Assuming you have a T-map generated by SPM, and 25 subjects that went into the analysis, a sample command might be:

convert_spm_stat('TtoZ', 'spmT_0001', 'spmZ_0001', '24')

Note that the last argument is degrees of freedom, or N-1.


Slice Analysis of FMRI Data with SPM





Slice analysis is a simple procedure - first you take a jar of peanut butter and a jar of Nutella, and then use a spoon to take some Nutella and then use the same spoon to mix it with the peanut butter. Eat and repeat until you go into insulin shock, and then...

No, wait! I was describing my midnight snack. The actual slice analysis method, although less delicious, is infinitely more helpful in determining regional dissociations of activity, as well as avoiding diabetes. (Although who says they can't both be done at the same time?)

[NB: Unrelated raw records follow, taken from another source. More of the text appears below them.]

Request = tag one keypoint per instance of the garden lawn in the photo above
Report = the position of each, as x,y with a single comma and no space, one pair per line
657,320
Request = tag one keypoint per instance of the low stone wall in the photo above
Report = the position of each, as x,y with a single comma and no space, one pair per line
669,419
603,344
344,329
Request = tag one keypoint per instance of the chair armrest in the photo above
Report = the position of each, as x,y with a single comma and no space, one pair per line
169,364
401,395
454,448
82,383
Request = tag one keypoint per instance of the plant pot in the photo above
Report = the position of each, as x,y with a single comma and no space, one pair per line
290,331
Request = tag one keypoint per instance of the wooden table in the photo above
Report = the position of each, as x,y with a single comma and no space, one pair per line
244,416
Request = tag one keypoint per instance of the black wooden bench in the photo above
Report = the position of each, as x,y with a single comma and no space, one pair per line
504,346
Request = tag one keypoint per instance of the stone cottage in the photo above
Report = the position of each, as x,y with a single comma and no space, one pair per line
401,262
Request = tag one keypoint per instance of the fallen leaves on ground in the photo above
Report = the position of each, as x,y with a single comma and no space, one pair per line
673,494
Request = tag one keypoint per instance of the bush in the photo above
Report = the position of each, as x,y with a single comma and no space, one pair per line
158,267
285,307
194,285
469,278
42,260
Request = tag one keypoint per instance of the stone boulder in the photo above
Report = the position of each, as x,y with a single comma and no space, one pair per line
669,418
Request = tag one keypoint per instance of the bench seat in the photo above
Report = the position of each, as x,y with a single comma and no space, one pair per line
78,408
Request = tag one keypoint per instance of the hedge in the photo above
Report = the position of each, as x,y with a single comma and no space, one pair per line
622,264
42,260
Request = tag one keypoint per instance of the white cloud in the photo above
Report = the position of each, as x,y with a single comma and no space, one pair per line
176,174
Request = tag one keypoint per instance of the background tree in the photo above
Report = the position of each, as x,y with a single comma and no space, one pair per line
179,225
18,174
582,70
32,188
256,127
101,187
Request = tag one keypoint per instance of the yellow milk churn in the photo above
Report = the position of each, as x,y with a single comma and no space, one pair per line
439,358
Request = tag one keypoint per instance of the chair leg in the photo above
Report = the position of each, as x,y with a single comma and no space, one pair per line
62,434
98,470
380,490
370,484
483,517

The first step is to extract contrast estimates for each slice from a region of interest (ROI, also pronounced "ROY") and then average across all the voxels in that slice for the subject. Of course, there is no way you would be able to do this step on your own, so we need to copy someone else's code from the Internet and adapt it to our needs; one of John Ashburner's code snippets (#23, found here) is a good template to start with. Here is my adaptation:



rootdir = '/data/drill/space10/PainStudy/fmri/'; %Change these to reflect your directory structure
glmdir = '/RESULTS/model_RTreg/'; %Path to SPM.mat and mask files

subjects = [202:209 211:215 217 219 220:222 224:227 229 230 232 233];
%subjects = 202:203;

Conditions.names = {'stroopSurpriseConStats', 'painSurpriseConStats'}; %Replace with your own conditions
Masks = {'stroopSurpriseMask.img', 'painSurpriseMask.img'}; %Replace with your own masks; should be the product of a binary ROI multiplied by your contrast of interest
Conditions.Contrasts = {'', ''};

ConStats = [];
Condition1 = [];
Condition2 = [];

for i=subjects
    
    cd([rootdir num2str(i) glmdir])
    outputPath = [rootdir num2str(i) glmdir]; %Should contain both SPM.mat file and mask files
    
    for maskIdx = 1:length(Masks)
      
    P = [outputPath Masks{(maskIdx)}];

    V=spm_vol(P);

    tmp2 = [];
    
     [x,y,z] = ndgrid(1:V.dim(1),1:V.dim(2),0);
     for i=1:V.dim(3),
       z   = z + 1;
       tmp = spm_sample_vol(V,x,y,z,0);
       msk = find(tmp~=0 & isfinite(tmp));
       if ~isempty(msk),
         tmp = tmp(msk);
         xyz1=[x(msk)'; y(msk)'; z(msk)'; ones(1,length(msk))];
         xyzt=V.mat(1:3,:)*xyz1;
         for j=1:length(tmp),
           tmp2 = [tmp2; xyzt(1,j), xyzt(2,j), xyzt(3,j), tmp(j)];
         end;
       end;
     end;

         xyzStats = sortrows(tmp2,2); %Sort relative to second column (Y column); 1 = X, 3 = Z
         minY = min(xyzStats(:,2));
         maxY = max(xyzStats(:,2));

         ConStats = [];

     for idx = minY:2:maxY
         x = find(xyzStats(:,2)==idx); %Go in increments of 2, since most images are warped to this dimension; however, change if resolution is different
         ConStats = [ConStats; mean(xyzStats(min(x):max(x),4))];
     end

    if maskIdx == 1
        Condition1 = [ConStats Condition1];
    elseif maskIdx == 2
        Condition2 = [ConStats Condition2];
    end

    end
end

Conditions.Contrasts{1} = Condition1;
Conditions.Contrasts{2} = Condition2;


This script assumes that there are only two conditions; more can be added, but care should be taken to reflect this, especially with the if/else statement near the end of the script. I could refine it to work with any amount of conditions, but that would require effort and talent.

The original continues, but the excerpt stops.